With the off-camera flash high above, the background can be lit easily. Do you feel a realization as if “ah! How fool I was before, there’s no way the environment is so bright”? This is how amazing a thing speedlights are, worth spending a lifetime to explore.
4. How about the subject lighting?
There are countless ways to light a subject, the method I employed here is the most basic “bounce flash”. The reason is that I want to cultivate a homely, cozy feeling, so my lighting objective is simply to “light up the subjects”. Therefore I used the most basic bounce flash and asked my assistant to hold the speedlights while standing right behind me (since I’m standing very close to KeKe and using a wide angle lens, the lighting will be too hard if I place the speedlight on top of the camera).
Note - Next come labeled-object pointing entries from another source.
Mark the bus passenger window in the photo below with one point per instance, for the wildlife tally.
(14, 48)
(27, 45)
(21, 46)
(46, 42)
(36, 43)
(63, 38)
By utilizing off-camera flash to control two lights that illuminate the background and the subjects, I get the result seen above. The blue arrows are what is lit by the speedlight held by my assistant, while the red arrow is lighted together by the speedlight behind me and the one placed high above (so there are no shadows).
Now is it clear to everyone how this set of photos were handled? Although they look like simple everyday home life photos, when considering the balance of the TV screen brightness, background brightness, and model brightness, some more care needs to be put into lighting in order for it to work!